Contexity separates whether context is trusted from whether it is current. These are two distinct axes — a piece of context can be verified but outdated, or fresh but still unconfirmed. Tracking both dimensions protects your agent from acting on information that is wrong, expired, or simply not yet safe to rely on.
Trust States
Every context item carries a trust state that tells the agent how much confidence to place in it.
| State | Meaning |
|---|
candidate | Useful but not verified |
verified | Confirmed by user, org policy, or trusted evidence |
captured | Recorded but not promoted |
invalidated | Known wrong or no longer allowed |
archived | Historical only |
Agent writes normally start as candidate. Promotion to verified requires an explicit human confirmation, a matching org policy, or corroborating trusted evidence.
Freshness States
Freshness tracks whether context is still current enough to act on, independent of whether it was ever trusted.
| State | Meaning |
|---|
fresh | Current enough to use |
needs_review | Potentially useful, but requires attention before relying on it |
stale | Suppressed from active packs |
superseded | Replaced by newer context with the same signal key |
unknown | Freshness cannot be proven from available evidence |
Retrieval Rules
When your host requests a context pack, Contexity automatically suppresses items that are not safe to include. Specifically, Contexity filters out:
- Invalidated context
- Stale context
- Superseded context
- Stale file references
- Out-of-scope historical task frames
- Unverified candidates when the host requests a verified-only retrieval
When candidates are included in a pack, they are clearly labeled so the agent knows not to treat them as established fact.

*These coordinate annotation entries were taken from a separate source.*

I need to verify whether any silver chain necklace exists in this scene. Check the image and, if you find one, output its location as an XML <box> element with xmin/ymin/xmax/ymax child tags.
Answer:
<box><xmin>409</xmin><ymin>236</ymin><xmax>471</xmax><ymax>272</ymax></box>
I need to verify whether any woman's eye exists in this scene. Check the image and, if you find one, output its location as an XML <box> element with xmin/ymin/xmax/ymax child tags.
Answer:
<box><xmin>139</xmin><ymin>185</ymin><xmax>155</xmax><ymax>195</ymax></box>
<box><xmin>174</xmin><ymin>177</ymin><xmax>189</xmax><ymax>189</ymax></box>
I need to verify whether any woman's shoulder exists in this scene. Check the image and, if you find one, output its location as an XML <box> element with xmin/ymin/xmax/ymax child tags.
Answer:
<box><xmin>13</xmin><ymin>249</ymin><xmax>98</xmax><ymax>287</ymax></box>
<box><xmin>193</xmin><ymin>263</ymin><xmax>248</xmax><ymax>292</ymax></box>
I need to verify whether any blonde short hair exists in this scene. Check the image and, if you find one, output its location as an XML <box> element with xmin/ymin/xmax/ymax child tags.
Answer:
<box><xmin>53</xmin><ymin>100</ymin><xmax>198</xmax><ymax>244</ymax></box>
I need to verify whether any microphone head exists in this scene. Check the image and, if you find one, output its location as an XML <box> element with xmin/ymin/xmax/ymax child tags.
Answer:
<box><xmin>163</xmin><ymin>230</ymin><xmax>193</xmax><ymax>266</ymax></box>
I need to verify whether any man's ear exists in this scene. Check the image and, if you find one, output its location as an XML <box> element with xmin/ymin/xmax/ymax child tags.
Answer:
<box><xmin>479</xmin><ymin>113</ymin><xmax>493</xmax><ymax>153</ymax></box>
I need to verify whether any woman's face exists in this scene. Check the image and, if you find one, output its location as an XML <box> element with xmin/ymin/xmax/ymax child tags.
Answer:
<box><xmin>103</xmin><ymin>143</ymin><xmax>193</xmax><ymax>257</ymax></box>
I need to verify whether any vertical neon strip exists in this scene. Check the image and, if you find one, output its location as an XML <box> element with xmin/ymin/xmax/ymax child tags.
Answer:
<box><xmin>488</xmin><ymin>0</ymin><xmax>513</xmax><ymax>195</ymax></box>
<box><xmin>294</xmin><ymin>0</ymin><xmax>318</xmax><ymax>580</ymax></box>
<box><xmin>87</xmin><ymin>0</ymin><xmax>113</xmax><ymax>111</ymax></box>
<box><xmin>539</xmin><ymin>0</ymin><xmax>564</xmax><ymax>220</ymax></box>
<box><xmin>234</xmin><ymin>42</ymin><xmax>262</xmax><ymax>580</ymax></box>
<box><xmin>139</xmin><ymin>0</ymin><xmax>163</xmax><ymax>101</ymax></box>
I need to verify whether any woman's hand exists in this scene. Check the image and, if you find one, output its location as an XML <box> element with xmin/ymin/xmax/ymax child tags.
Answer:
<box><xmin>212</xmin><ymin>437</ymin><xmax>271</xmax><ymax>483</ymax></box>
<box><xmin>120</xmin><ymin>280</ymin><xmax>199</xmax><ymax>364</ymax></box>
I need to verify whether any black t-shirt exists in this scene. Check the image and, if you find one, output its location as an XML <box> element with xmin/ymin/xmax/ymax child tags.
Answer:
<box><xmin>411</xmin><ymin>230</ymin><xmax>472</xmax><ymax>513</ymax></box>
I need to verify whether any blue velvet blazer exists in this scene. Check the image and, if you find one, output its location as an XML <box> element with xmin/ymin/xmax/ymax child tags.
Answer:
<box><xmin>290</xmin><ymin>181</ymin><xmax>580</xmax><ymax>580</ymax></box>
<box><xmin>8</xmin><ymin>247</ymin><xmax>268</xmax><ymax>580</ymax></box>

Candidate context can help orient an agent, but it must not be treated as verified implementation truth.
Deleted Files and Tombstones
When context references a source file that no longer exists, Contexity does not silently continue serving that reference. Instead, it takes protective action:
- Suppresses stale references to the deleted path
- Marks related durable items
needs_review
- Creates deletion tombstones for important project paths so agents know the path was intentionally removed
- Keeps historical context visible only when it helps explain what changed — not as active guidance
Why This Matters
The goal is not to remember everything forever. The goal is to preserve useful context while preventing old assumptions from steering future code. Trust and freshness together give Contexity a principled way to decide what reaches the agent and what gets held back until a human confirms it is still valid.